# Improper canning techinques being taught?



## Kristinemomof3 (Sep 17, 2012)

There is a local produce farm that is offering canning classes, if you can view this, these were pictures they posted today: https://www.facebook.com/smith.indi...72963732793.1073741830.100002302813919&type=1 
It is not safe to turn jars upside down, but they said, this is the way mom used to do it. What the heck!


----------



## PackerBacker (Jul 17, 2013)

What makes it unsafe other then the obvious handling?


----------



## PackerBacker (Jul 17, 2013)

Apparently she is using a steam canner of some sort too which isn't "kosher".


----------



## Saffron (May 24, 2006)

I've always turned fruit or pickles upside down. never had an issue.


----------



## katydidagain (Jun 11, 2004)

I went searching for why this is not proper. Every source I found was talking about ladling hot food into hot jars, adding the lid and turning them upside down. None discussed a HWB or canner. I know many people still do jams/jellies/pickles/relishes without processing which is probably fine due to the high acid and/or sugar content; I learned to make jelly sealed with paraffin so flipping and boiling wasn't an option. I HWB what I put up but honestly don't see how 10 to 15 minutes boil time does anything yet I'm on board. Oh and I do flip my jars for about 10 minutes then flip back and wait for the ping.


----------



## suitcase_sally (Mar 20, 2006)

katydidagain said:


> I HWB what I put up but honestly _don't see how 10 to 15 minutes boil time_ does anything yet I'm on board.


The reason for the 10-15 minutes boil time is to exhaust the air in the jar so it will pull a vacuum and seal.

For those that don't water bath their jellies and such, turning the jar upside down allows the hot jelly to kill any spores that may be on the lid. It doesn't do anything for sealing.


----------



## Werforpsu (Aug 8, 2013)

I know a few people who turn their jars upside down in various situations, but I don't because I taught myself to can and the book didn't say to do it.

I think that there are things which people did 50 or 100 years ago and if you are using Grandmas methods, then you might be told to do things that are now considered not correct. I know people who can green beans and meat in HWB. Now you are told not to can those in HWB.


----------



## Osiris (Jun 9, 2010)

Turning them upside down after the HWB also helps keep the fruit chunks from floating to the top such as with strawberry jam. I do it all the time. To each their own.


----------



## Canning Girl (Jan 13, 2010)

The reason not to turn them upside down is that the jars haven't sealed yet, and thus, food could get between the lid and the rim.
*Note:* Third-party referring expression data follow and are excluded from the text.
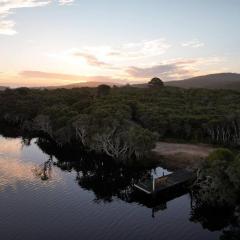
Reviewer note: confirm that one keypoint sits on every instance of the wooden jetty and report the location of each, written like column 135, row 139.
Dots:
column 167, row 182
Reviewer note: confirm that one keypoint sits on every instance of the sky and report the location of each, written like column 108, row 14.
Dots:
column 58, row 42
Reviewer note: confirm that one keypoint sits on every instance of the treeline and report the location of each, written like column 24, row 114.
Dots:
column 125, row 122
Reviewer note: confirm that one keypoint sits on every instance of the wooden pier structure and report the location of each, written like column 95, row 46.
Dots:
column 163, row 183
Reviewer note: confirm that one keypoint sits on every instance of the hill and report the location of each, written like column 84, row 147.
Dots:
column 2, row 88
column 211, row 81
column 84, row 84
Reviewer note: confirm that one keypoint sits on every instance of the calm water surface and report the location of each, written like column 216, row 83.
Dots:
column 42, row 198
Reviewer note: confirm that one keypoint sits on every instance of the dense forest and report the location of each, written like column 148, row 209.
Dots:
column 125, row 122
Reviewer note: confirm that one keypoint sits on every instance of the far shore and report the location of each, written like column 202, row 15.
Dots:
column 180, row 155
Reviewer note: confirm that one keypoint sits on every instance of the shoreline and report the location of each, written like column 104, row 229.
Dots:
column 181, row 155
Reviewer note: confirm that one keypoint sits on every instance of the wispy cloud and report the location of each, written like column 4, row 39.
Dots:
column 90, row 59
column 7, row 27
column 60, row 78
column 195, row 43
column 7, row 8
column 167, row 71
column 65, row 2
column 172, row 69
column 114, row 57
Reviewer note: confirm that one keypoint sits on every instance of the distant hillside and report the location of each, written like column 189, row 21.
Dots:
column 2, row 88
column 211, row 81
column 85, row 84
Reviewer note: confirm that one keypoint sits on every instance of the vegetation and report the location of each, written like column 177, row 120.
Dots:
column 124, row 122
column 216, row 194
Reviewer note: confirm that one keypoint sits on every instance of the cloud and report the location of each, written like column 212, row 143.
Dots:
column 8, row 6
column 195, row 43
column 7, row 27
column 114, row 57
column 90, row 59
column 173, row 69
column 146, row 48
column 65, row 2
column 50, row 78
column 167, row 71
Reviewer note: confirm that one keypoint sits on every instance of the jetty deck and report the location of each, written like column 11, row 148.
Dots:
column 175, row 179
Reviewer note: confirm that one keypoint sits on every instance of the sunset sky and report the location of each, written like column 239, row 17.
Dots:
column 56, row 42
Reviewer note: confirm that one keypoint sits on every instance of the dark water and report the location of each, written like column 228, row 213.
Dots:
column 43, row 198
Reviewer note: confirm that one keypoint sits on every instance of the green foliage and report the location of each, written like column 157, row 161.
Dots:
column 193, row 115
column 219, row 178
column 103, row 90
column 155, row 82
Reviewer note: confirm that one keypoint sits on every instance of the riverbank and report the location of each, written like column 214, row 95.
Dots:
column 181, row 156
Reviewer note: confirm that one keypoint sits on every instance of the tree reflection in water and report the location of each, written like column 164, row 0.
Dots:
column 110, row 180
column 44, row 171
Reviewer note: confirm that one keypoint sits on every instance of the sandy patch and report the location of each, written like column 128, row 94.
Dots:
column 179, row 156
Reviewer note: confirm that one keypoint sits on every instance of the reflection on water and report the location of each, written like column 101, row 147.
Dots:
column 91, row 198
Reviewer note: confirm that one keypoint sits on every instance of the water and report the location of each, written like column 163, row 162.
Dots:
column 44, row 198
If it does, you might get a false seal and later on, as the jar sits, it comes loose. I used to do it with jams, too, because Grandma always did it. I have since learned better and have started HWB'ing jams and jellies for 10 minutes. BUT, as was said, to each her own.


----------



## IowaLez (Mar 6, 2006)

As a business, they are being really stupid: showing, instructing, endorsing, or etc unsafe, and out of date, canning methods to unsuspecting customers who may not know any better. 

It's not so much about turning the jars upside down. That is best done AFTER the jars are sealed, otherwise the seal of rim to lid could be ruined, like CanningGirl said. It's about them using poor judgement as business owners, putting themselves at risk by being unbelievably stupid. Steam canning is not a proper canning method. I hope they have good liability insurance covering them, but if it were me, I wouldn't do this to myself.

Unsafe methods taught by them=customer illness= liability lawsuit=judgment= bankrupt= gone out of business.

All of that easily avoided.


----------



## suitcase_sally (Mar 20, 2006)

You didn't like the show, IowaLez?


----------



## Osiris (Jun 9, 2010)

IowaLez said: "....Unsafe methods taught by them=customer illness= liability lawsuit=judgment= bankrupt= gone out of business...."

Agreed and considering it's a TV show, I'd render a guess it's being done deliberately to cause those things and ultimately to bring on legislation against home canning. That would not surprise me at all. Anything to force the sheep to the feed trough.

I was waiting for a ban on pressure canners after the Boston thingy!


----------



## katydidagain (Jun 11, 2004)

Osiris said:


> I was waiting for a ban on pressure canners after the Boston thingy!


Heck, I thought it was a pressure cooker in Boston; mine is hidden.


----------